We are testing Nagios XI and have alerts setup for 10 services. I set the max_check_attempts to 1 and was receiving about 20 alerts per day.
When I switch max_check_attempts to 3, the alerts disappear. I wondering if this is something to be concerned about or if this is typical behavior when checking services (html, ftp, mail, etc) over the internet. I don't want to mask any problems, but I'm curious why the services report being down 20 times/day even if it is just momentary.
Thanks,
Bill
setting max_check_attempts to 1 ?
Re: setting max_check_attempts to 1 ?
If the max_check_attempts is set to 3, it will recheck the host or service 2 more times before sending an alert, whereas if it's set to 1, it will send an alert anytime there's a state change. If you have flap detection enabled, it will send a single flapping notification, and then temporarily suppress the notifications until the host/service state stabilizes. Notification settings are extremely flexible, so if there's something specific you're looking for let us know.
-
bmccarty12
- Posts: 7
- Joined: Wed Mar 09, 2011 12:37 pm
Re: setting max_check_attempts to 1 ?
At this point I'm trying to understand what the alerts are telling me.

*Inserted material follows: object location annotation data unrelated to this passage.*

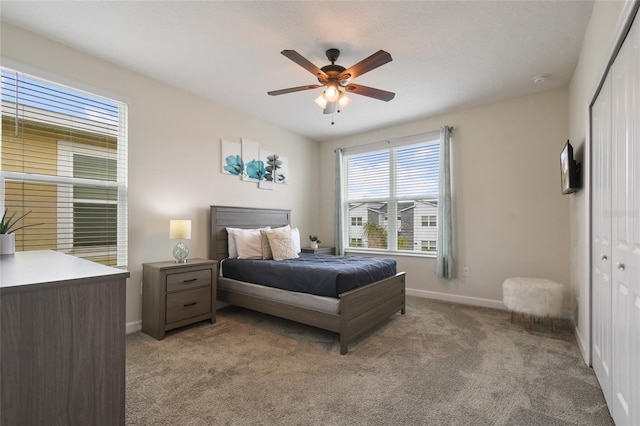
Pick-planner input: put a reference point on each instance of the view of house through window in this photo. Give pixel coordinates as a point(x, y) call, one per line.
point(398, 182)
point(64, 162)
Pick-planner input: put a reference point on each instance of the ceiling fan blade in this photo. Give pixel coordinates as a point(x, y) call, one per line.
point(374, 61)
point(330, 108)
point(293, 89)
point(358, 89)
point(304, 63)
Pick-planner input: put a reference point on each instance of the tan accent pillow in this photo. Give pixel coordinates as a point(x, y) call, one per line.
point(248, 243)
point(281, 243)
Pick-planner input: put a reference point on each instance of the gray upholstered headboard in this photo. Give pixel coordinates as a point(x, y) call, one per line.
point(240, 217)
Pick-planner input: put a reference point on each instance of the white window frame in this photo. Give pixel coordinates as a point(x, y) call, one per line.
point(393, 227)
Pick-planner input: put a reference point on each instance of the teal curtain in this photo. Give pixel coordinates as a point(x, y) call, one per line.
point(445, 261)
point(339, 215)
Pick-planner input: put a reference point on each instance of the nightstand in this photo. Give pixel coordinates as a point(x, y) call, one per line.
point(320, 250)
point(177, 294)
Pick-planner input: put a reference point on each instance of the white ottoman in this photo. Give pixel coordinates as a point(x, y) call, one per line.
point(536, 297)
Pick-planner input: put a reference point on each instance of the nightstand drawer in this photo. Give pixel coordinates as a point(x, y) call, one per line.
point(187, 304)
point(187, 280)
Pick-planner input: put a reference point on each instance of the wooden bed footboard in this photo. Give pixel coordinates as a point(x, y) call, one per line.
point(361, 309)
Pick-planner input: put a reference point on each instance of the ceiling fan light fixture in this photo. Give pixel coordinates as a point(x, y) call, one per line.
point(343, 100)
point(332, 93)
point(321, 101)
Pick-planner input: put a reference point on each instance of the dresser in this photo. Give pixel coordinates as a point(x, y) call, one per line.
point(177, 294)
point(62, 342)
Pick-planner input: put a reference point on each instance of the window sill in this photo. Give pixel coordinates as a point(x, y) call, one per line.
point(361, 252)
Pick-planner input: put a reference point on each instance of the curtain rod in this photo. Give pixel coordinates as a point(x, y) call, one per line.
point(389, 141)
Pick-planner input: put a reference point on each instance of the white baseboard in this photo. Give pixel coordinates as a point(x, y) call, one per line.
point(134, 326)
point(467, 300)
point(584, 350)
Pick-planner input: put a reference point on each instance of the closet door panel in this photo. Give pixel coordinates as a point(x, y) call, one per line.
point(622, 237)
point(601, 239)
point(633, 267)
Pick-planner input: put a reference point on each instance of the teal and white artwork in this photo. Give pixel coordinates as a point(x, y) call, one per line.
point(265, 182)
point(253, 167)
point(232, 163)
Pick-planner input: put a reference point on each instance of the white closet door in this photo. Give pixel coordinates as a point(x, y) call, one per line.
point(625, 244)
point(601, 238)
point(633, 261)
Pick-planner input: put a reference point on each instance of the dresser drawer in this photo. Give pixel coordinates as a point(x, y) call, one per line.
point(190, 279)
point(187, 304)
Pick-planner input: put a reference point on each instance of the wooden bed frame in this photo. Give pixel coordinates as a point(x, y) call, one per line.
point(359, 310)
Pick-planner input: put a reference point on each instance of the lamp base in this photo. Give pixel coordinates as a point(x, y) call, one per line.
point(180, 252)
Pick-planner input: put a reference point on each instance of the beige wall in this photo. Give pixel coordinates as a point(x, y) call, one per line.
point(174, 153)
point(602, 33)
point(512, 219)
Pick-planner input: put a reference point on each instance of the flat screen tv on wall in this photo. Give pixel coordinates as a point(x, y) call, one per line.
point(570, 170)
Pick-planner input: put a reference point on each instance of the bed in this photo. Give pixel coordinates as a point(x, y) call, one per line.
point(350, 314)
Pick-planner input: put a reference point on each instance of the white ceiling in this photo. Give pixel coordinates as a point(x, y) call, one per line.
point(446, 54)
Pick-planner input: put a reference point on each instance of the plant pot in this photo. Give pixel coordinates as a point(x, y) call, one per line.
point(7, 244)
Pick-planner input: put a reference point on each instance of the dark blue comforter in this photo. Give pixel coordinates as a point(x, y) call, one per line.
point(322, 275)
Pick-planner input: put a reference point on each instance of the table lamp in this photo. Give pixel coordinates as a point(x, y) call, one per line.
point(180, 230)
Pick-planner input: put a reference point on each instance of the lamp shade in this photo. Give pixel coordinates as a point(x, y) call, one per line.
point(180, 229)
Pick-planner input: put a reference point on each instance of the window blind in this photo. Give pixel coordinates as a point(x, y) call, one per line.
point(389, 191)
point(64, 164)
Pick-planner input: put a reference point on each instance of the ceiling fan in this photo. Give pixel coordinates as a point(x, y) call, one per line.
point(337, 78)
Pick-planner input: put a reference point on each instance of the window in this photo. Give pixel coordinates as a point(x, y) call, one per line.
point(429, 245)
point(393, 180)
point(355, 242)
point(429, 220)
point(64, 159)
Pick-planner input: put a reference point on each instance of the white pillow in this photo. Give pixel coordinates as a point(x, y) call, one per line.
point(266, 248)
point(231, 242)
point(295, 239)
point(281, 244)
point(248, 243)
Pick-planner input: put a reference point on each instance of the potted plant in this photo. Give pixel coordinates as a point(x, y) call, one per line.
point(314, 241)
point(9, 225)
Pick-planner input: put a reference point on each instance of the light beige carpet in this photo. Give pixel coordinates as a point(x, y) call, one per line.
point(440, 363)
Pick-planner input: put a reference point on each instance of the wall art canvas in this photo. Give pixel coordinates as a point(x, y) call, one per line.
point(232, 163)
point(281, 174)
point(253, 167)
point(266, 182)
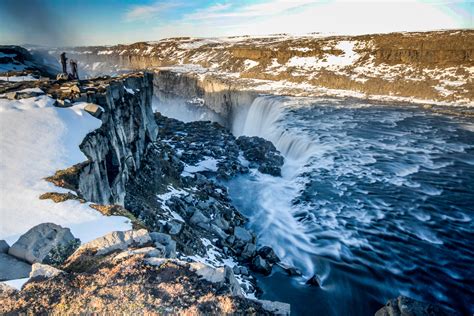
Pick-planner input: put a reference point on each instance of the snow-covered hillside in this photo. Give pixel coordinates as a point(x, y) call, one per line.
point(425, 66)
point(37, 139)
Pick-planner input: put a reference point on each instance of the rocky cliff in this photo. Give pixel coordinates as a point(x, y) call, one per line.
point(115, 151)
point(430, 66)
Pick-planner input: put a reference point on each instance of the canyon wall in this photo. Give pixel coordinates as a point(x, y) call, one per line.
point(431, 66)
point(222, 96)
point(116, 149)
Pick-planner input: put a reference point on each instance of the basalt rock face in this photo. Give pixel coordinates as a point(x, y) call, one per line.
point(219, 95)
point(116, 149)
point(176, 191)
point(405, 306)
point(435, 65)
point(126, 273)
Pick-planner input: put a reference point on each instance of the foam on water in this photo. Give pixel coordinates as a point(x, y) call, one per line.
point(384, 189)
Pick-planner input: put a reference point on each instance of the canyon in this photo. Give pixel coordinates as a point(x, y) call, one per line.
point(197, 136)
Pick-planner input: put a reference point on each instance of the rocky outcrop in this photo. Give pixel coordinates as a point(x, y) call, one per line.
point(261, 154)
point(191, 206)
point(44, 271)
point(11, 268)
point(220, 95)
point(45, 242)
point(116, 149)
point(405, 306)
point(4, 246)
point(424, 65)
point(130, 281)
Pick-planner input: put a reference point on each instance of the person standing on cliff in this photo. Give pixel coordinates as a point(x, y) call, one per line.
point(64, 62)
point(73, 65)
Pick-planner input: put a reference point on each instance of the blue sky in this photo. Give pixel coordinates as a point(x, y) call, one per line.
point(93, 22)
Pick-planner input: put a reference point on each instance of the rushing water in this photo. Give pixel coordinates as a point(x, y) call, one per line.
point(377, 201)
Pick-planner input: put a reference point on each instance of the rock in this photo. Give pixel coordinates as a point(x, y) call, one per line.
point(405, 306)
point(268, 254)
point(248, 251)
point(240, 270)
point(174, 227)
point(276, 308)
point(314, 281)
point(93, 109)
point(223, 275)
point(148, 252)
point(7, 290)
point(4, 246)
point(41, 241)
point(166, 241)
point(260, 265)
point(262, 154)
point(230, 279)
point(62, 76)
point(44, 270)
point(199, 219)
point(242, 234)
point(23, 94)
point(118, 240)
point(218, 231)
point(291, 271)
point(62, 103)
point(221, 222)
point(11, 268)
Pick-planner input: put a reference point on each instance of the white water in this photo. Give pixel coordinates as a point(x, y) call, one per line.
point(278, 226)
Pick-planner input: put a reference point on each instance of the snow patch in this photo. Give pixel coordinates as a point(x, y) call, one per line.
point(36, 140)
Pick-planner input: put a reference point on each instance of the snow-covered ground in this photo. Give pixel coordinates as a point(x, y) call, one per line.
point(37, 139)
point(18, 78)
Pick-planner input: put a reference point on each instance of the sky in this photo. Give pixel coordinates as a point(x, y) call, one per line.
point(108, 22)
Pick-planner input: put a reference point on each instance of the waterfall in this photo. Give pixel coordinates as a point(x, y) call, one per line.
point(272, 212)
point(266, 117)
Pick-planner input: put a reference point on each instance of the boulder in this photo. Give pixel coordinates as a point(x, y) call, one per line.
point(261, 154)
point(166, 241)
point(148, 252)
point(62, 76)
point(11, 268)
point(268, 254)
point(118, 240)
point(291, 271)
point(23, 94)
point(4, 246)
point(62, 103)
point(242, 235)
point(174, 227)
point(44, 270)
point(260, 265)
point(41, 242)
point(405, 306)
point(314, 281)
point(200, 220)
point(276, 308)
point(248, 251)
point(93, 109)
point(6, 290)
point(223, 276)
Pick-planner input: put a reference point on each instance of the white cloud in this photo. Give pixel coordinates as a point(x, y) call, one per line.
point(259, 9)
point(304, 16)
point(143, 12)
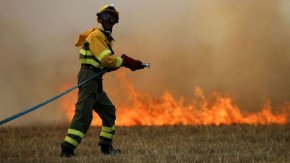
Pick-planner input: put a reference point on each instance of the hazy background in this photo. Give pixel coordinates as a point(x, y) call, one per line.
point(240, 48)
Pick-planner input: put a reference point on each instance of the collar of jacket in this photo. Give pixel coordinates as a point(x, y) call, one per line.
point(108, 33)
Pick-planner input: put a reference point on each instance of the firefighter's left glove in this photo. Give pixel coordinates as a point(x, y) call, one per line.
point(131, 63)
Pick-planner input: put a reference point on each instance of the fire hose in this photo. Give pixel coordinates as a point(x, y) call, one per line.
point(56, 97)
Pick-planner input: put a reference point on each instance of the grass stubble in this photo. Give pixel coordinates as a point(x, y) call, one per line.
point(236, 143)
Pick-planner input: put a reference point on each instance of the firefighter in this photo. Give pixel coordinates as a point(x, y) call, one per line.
point(96, 54)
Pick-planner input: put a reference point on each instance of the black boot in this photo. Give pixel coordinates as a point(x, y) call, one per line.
point(108, 149)
point(66, 150)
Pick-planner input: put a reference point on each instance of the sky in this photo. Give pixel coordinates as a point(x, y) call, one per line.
point(239, 48)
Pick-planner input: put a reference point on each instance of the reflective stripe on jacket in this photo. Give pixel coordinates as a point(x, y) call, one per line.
point(97, 50)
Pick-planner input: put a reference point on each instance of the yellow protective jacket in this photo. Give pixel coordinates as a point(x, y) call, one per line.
point(97, 50)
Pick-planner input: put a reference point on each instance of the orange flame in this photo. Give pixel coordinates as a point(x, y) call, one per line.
point(146, 110)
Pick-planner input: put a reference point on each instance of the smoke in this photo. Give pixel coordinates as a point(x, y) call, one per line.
point(240, 48)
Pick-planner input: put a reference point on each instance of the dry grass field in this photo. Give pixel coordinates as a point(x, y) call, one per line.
point(236, 143)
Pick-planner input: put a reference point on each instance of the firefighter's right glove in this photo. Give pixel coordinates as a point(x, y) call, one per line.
point(131, 63)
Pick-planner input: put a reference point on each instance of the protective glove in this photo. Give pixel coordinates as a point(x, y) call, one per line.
point(131, 63)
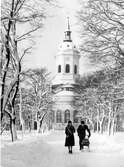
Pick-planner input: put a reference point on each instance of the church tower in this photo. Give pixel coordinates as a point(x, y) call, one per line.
point(64, 82)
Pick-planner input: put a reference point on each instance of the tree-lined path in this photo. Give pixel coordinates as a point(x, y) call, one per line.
point(49, 150)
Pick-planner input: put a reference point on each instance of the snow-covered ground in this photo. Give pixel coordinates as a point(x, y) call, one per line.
point(49, 151)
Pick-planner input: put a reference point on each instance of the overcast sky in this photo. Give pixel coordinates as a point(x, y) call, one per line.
point(52, 35)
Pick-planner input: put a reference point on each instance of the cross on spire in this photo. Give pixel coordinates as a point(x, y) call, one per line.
point(68, 23)
point(68, 32)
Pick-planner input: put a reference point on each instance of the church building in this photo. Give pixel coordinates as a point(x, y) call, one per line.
point(64, 83)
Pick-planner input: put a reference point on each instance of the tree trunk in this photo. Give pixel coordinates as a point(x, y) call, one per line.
point(109, 127)
point(112, 127)
point(20, 114)
point(13, 129)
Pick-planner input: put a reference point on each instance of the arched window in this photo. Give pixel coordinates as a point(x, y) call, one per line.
point(67, 116)
point(67, 68)
point(58, 117)
point(75, 118)
point(59, 68)
point(75, 69)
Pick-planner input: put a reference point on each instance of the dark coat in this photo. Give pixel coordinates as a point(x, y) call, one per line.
point(69, 140)
point(82, 131)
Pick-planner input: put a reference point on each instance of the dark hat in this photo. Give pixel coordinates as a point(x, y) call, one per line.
point(69, 121)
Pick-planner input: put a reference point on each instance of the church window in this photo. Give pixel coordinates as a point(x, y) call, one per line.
point(59, 68)
point(67, 68)
point(67, 116)
point(75, 69)
point(58, 117)
point(67, 89)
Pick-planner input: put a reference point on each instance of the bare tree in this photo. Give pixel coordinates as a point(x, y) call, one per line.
point(20, 20)
point(40, 95)
point(102, 33)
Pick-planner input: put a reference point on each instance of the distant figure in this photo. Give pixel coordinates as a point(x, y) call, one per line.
point(82, 128)
point(69, 141)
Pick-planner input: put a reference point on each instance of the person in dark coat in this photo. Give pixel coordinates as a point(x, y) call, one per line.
point(81, 130)
point(69, 140)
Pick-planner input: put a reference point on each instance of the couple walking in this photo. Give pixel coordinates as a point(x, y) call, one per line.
point(70, 130)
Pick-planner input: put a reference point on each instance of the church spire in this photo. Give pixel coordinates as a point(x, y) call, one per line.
point(68, 33)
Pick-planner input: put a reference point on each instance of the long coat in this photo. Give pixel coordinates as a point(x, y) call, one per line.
point(82, 131)
point(69, 140)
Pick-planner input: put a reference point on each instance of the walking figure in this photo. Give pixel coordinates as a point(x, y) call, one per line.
point(82, 128)
point(69, 140)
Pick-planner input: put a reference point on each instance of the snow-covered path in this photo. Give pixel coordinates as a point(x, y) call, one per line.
point(49, 151)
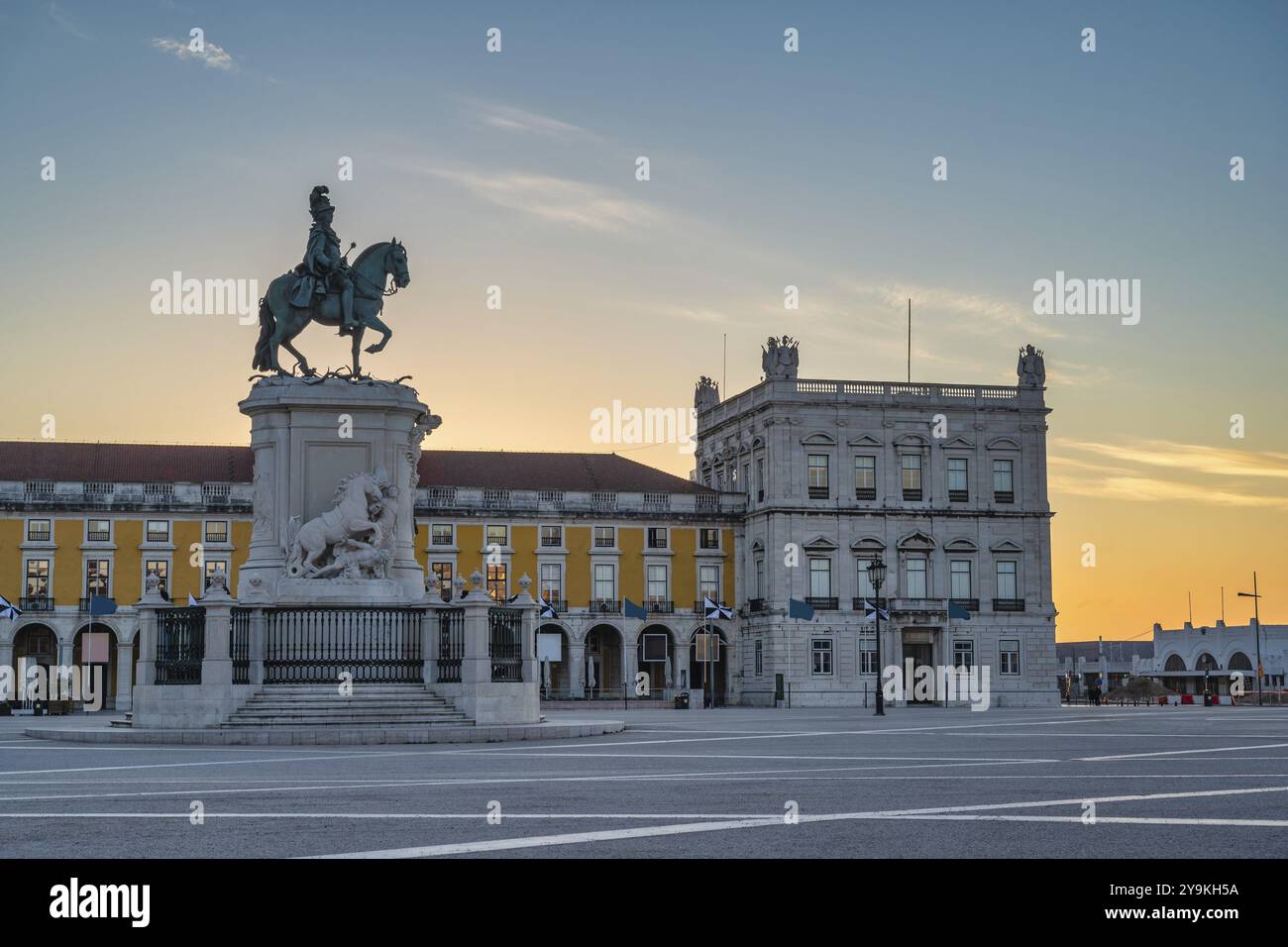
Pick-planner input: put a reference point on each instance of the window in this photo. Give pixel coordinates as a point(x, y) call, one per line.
point(911, 475)
point(914, 585)
point(161, 567)
point(220, 565)
point(1004, 486)
point(820, 579)
point(441, 579)
point(818, 488)
point(820, 650)
point(1006, 585)
point(957, 479)
point(1010, 655)
point(708, 582)
point(657, 583)
point(867, 660)
point(605, 582)
point(552, 581)
point(864, 583)
point(97, 578)
point(497, 587)
point(38, 579)
point(864, 478)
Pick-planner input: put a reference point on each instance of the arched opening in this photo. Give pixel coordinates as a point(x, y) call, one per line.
point(33, 646)
point(555, 674)
point(85, 656)
point(656, 657)
point(702, 669)
point(603, 671)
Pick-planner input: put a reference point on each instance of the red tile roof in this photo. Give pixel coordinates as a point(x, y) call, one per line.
point(116, 463)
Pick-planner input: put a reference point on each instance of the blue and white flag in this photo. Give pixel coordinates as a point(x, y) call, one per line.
point(870, 609)
point(546, 609)
point(713, 609)
point(8, 609)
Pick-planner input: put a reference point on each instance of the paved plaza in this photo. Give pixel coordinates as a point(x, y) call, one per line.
point(1167, 783)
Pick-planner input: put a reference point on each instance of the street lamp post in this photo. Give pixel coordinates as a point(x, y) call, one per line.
point(1256, 612)
point(876, 575)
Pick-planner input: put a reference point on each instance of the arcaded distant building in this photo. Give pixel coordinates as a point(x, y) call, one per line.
point(945, 483)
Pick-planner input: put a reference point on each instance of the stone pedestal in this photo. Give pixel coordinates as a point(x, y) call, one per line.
point(308, 437)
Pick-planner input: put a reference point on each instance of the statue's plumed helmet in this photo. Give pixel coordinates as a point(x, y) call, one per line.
point(318, 200)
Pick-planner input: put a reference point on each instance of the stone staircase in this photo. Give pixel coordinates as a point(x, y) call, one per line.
point(370, 705)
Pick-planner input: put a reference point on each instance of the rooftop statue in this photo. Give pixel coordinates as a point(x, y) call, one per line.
point(780, 357)
point(326, 289)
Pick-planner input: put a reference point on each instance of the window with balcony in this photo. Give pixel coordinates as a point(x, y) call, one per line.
point(161, 569)
point(552, 582)
point(816, 471)
point(97, 578)
point(914, 579)
point(218, 566)
point(820, 652)
point(958, 488)
point(497, 583)
point(864, 478)
point(657, 585)
point(1004, 484)
point(1009, 654)
point(911, 464)
point(441, 579)
point(708, 582)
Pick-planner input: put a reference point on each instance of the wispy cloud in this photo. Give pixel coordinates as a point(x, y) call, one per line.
point(561, 200)
point(210, 55)
point(67, 21)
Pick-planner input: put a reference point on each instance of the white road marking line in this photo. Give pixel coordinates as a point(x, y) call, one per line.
point(691, 827)
point(1181, 753)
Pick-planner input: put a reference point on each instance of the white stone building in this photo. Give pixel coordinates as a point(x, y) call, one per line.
point(945, 483)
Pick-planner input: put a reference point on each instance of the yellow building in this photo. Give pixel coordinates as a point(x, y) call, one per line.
point(604, 540)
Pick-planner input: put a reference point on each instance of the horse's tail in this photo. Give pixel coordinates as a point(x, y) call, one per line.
point(267, 326)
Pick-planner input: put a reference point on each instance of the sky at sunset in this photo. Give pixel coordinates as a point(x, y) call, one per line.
point(516, 169)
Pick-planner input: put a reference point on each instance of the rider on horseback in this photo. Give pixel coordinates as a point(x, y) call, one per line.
point(323, 266)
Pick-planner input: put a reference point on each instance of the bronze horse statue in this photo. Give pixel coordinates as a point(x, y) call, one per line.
point(279, 321)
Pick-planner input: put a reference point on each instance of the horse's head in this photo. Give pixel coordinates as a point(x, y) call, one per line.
point(395, 263)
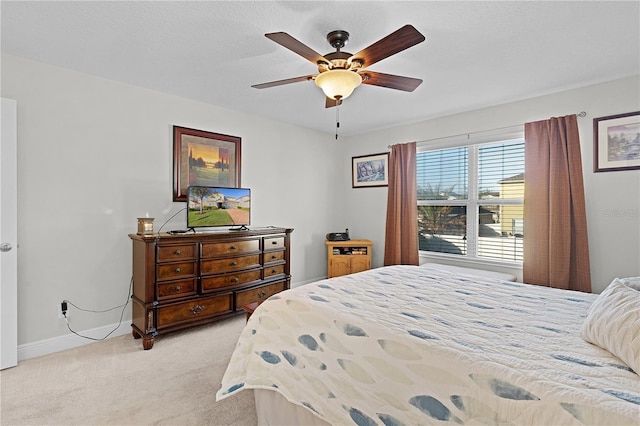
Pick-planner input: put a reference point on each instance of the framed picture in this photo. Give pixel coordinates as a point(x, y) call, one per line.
point(205, 159)
point(370, 170)
point(616, 142)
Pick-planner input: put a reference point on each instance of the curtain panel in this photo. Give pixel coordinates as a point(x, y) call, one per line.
point(401, 234)
point(556, 249)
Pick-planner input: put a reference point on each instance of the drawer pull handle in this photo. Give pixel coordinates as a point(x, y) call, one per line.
point(197, 309)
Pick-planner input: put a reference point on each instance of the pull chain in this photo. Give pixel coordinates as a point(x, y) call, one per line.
point(337, 118)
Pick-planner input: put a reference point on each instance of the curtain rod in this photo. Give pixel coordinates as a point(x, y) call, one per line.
point(580, 114)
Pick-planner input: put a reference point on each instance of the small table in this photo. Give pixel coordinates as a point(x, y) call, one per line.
point(250, 308)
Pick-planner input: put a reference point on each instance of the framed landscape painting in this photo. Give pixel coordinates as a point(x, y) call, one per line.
point(205, 159)
point(616, 142)
point(370, 170)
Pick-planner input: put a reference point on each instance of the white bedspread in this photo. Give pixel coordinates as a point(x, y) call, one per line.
point(407, 345)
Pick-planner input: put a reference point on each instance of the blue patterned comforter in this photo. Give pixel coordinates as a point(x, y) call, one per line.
point(407, 345)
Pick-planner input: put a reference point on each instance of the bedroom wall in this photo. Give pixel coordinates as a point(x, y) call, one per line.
point(612, 198)
point(93, 155)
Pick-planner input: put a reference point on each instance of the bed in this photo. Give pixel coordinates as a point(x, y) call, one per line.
point(407, 345)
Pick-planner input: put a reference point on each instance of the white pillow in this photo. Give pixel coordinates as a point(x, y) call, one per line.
point(613, 321)
point(633, 282)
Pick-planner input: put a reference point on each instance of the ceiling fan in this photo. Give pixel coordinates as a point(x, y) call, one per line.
point(341, 72)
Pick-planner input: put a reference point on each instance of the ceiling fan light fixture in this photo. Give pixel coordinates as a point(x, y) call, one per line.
point(338, 84)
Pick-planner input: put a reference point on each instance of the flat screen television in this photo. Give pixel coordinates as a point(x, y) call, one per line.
point(209, 207)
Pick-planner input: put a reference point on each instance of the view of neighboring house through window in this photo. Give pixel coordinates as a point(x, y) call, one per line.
point(470, 200)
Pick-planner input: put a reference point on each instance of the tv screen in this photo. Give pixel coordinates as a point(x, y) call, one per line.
point(209, 206)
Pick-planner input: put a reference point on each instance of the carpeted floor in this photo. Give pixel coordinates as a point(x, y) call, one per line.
point(116, 382)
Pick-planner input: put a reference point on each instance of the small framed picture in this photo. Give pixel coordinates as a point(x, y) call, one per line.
point(616, 142)
point(370, 170)
point(205, 159)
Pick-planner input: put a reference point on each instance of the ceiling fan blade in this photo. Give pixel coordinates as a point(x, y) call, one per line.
point(285, 81)
point(298, 47)
point(395, 42)
point(408, 84)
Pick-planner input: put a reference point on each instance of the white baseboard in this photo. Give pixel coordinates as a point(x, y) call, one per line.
point(69, 341)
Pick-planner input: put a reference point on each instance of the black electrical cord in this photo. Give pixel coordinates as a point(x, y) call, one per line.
point(94, 311)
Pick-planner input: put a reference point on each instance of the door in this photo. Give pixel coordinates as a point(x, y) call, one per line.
point(8, 236)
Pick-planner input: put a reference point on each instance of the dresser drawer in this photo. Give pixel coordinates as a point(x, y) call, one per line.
point(257, 294)
point(174, 289)
point(270, 271)
point(193, 310)
point(177, 252)
point(228, 280)
point(170, 271)
point(276, 243)
point(229, 264)
point(228, 247)
point(273, 256)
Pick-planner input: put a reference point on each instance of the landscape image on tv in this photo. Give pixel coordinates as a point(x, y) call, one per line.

When setting max_check_attempts to 1, I think it's telling me that 20 times per day one of the services we are monitoring is not responding.
Does that indicate some type of intermittent problem on our network ?
Is max_check_attempts = 1 overly sensitive when checking services over the internet ?
If I set max_check_attempts = 3 and the alerts stop, am I just masking a problem ?
When setting max_check_attempts to 1, I think it's telling me that 20 times per day one of the services we are monitoring is not responding.
Does that indicate some type of intermittent problem on our network ?
Is max_check_attempts = 1 overly sensitive when checking services over the internet ?
If I set max_check_attempts = 3 and the alerts stop, am I just masking a problem ?
Re: setting max_check_attempts to 1 ?
It's hard to say, it depends on what the check is, and where the thresholds are set for warning, critical, but also possibly the timeout settings for the check itself. If you want to detect every possible problem, then leaving it one would certainly do that, but if you're more interested in "hard" states, where a site or service was truly in a problem state, then having it at 3 would give a better representation. The checks are essentially giving snapshots of a host or service state every X amount of minutes (X being your "check_interval"). Ultimately, you'll have to make the call for your monitoring environment. Some admins want to know every time something is in a "soft" problem state, and some only want notifications upon a "hard" problem state.